Gloucestershire care home to house people granted asylum in UK

Wheatridge Court in Gloucester is being prepared to welcome those who have had their asylum application granted. Credit: Google street view

An underused care home in Gloucestershire will temporarily house people who have been granted asylum in the UK.

Wheatridge Court in Abbeydale, Gloucester, is being prepared to welcome those who have had their asylum application granted by the Government.

The 36-unit care home, run by Gloucestershire County Council, has been mostly unoccupied in recent months.

As of October 2023, just one person has been living there.

Those living at the home will have a legal right to live and work in the UK, having had to flee conflict or persecution in their own country.

Gloucestershire County Council has said it will likely be a mix of families, single men and women staying in the site's 30 rooms and two bungalows.

The first people are expected to arrive in early 2024 and the council intends to use the site for this purpose throughout the year.

Nearby residents have been informed of plans to re-open Wheatridge Court and the council has said it will keep the plans under review.

A council letter reads: “Once people have had their asylum claim approved, they must leave the hotel accommodation the Home Office had been providing them.

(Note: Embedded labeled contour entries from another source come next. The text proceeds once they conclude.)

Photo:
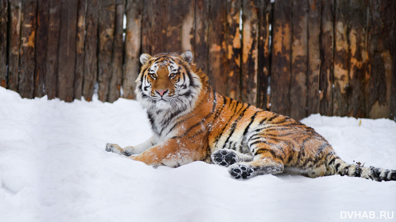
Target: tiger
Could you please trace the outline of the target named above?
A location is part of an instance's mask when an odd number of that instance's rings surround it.
[[[311,127],[217,92],[190,51],[139,59],[135,92],[153,135],[124,148],[107,143],[107,151],[154,167],[204,161],[236,179],[286,172],[396,180],[396,170],[346,163]]]

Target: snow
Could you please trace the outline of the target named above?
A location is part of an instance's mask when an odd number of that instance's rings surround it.
[[[302,122],[344,160],[396,169],[394,121],[314,115]],[[106,152],[107,143],[151,136],[135,101],[29,100],[0,87],[0,123],[1,221],[354,220],[342,211],[361,211],[364,221],[373,220],[365,212],[396,214],[395,181],[285,173],[236,180],[202,162],[154,169]]]

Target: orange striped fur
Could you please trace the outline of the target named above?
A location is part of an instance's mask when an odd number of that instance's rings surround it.
[[[153,136],[124,149],[109,143],[107,151],[154,167],[204,161],[236,179],[286,171],[396,180],[394,170],[346,163],[310,127],[217,92],[192,59],[189,51],[141,56],[135,92]]]

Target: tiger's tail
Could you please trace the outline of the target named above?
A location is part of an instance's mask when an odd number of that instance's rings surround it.
[[[360,162],[349,164],[336,155],[327,159],[326,175],[339,174],[341,176],[357,177],[381,182],[396,181],[396,170],[373,166],[366,167]],[[363,164],[364,165],[364,164]]]

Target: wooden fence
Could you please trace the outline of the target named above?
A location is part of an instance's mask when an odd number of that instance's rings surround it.
[[[0,0],[0,83],[133,99],[141,53],[190,50],[218,92],[264,109],[396,120],[395,20],[395,0]]]

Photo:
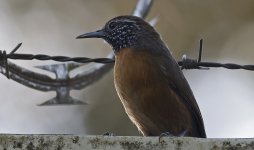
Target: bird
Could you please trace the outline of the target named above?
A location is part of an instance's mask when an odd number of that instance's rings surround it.
[[[136,16],[118,16],[76,37],[101,38],[115,54],[114,84],[143,136],[206,138],[203,118],[183,72],[160,34]]]

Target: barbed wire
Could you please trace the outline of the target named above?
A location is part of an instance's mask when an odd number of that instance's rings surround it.
[[[9,54],[6,51],[0,51],[0,62],[2,62],[3,67],[5,68],[6,77],[9,78],[9,68],[8,68],[8,59],[18,59],[18,60],[54,60],[58,62],[77,62],[77,63],[114,63],[114,59],[110,58],[87,58],[87,57],[67,57],[67,56],[49,56],[44,54],[20,54],[15,53],[22,43],[19,43]],[[217,63],[217,62],[202,62],[202,49],[203,49],[203,40],[200,40],[199,44],[199,55],[198,59],[187,58],[186,55],[183,55],[182,60],[178,61],[179,66],[182,69],[209,69],[212,67],[226,68],[226,69],[244,69],[254,71],[254,65],[239,65],[234,63]]]

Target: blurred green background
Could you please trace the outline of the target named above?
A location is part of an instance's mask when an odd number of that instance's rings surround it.
[[[136,0],[1,0],[0,49],[23,42],[20,53],[105,57],[100,39],[76,40],[109,19],[130,14]],[[254,1],[155,0],[148,20],[177,60],[196,58],[204,39],[203,61],[254,64]],[[53,61],[13,61],[31,70]],[[208,137],[254,136],[254,73],[244,70],[184,71],[203,114]],[[38,107],[55,93],[43,93],[0,76],[1,133],[140,135],[116,95],[112,71],[82,91],[86,106]]]

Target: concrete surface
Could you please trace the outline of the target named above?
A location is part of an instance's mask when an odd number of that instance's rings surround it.
[[[189,137],[0,135],[1,150],[253,150],[254,139],[200,139]]]

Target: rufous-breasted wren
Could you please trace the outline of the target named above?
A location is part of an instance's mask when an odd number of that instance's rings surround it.
[[[168,47],[143,19],[119,16],[77,38],[102,38],[115,53],[116,91],[144,136],[206,137],[192,90]]]

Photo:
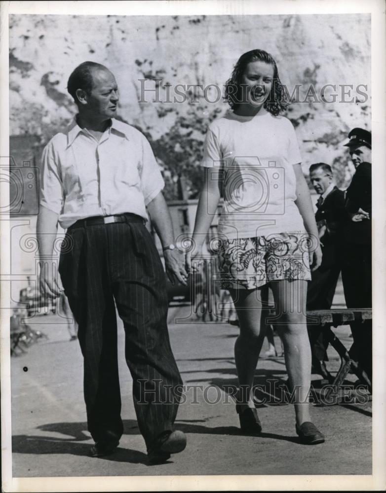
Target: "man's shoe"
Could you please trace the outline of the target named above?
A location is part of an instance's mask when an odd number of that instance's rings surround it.
[[[241,431],[249,435],[259,435],[262,429],[257,411],[254,407],[248,407],[241,410],[240,404],[236,404],[236,412],[240,420]]]
[[[324,441],[324,436],[310,421],[306,421],[300,426],[296,424],[296,433],[302,443],[306,445],[316,445]]]
[[[104,457],[109,456],[115,452],[119,442],[97,442],[90,449],[91,457]]]
[[[182,431],[162,432],[155,439],[148,452],[150,464],[162,464],[170,458],[172,454],[182,452],[186,447],[186,436]]]

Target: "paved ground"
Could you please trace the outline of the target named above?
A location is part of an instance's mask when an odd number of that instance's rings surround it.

“As they are generally only given one week’s notice to leave the hotel they do not have enough time to make longer-term plans such as securing employment and more permanent accommodation.

“Wheatridge Court will give them the time to sort their future plans before they move on.

"As part of processing their asylum claim, each person has already been subject to interviews and checks by the Home Office.

“We are currently looking to secure a provider to help us manage the buildings and provide support to those staying at Wheatridge Court.”

A council spokesperson added: “The short-term supported accommodation that will be provided at Wheatridge Court will help those that have been given the legal right to live and work in the UK to move on, find work, their own accommodation and make other arrangements as they continue to rebuild their lives.”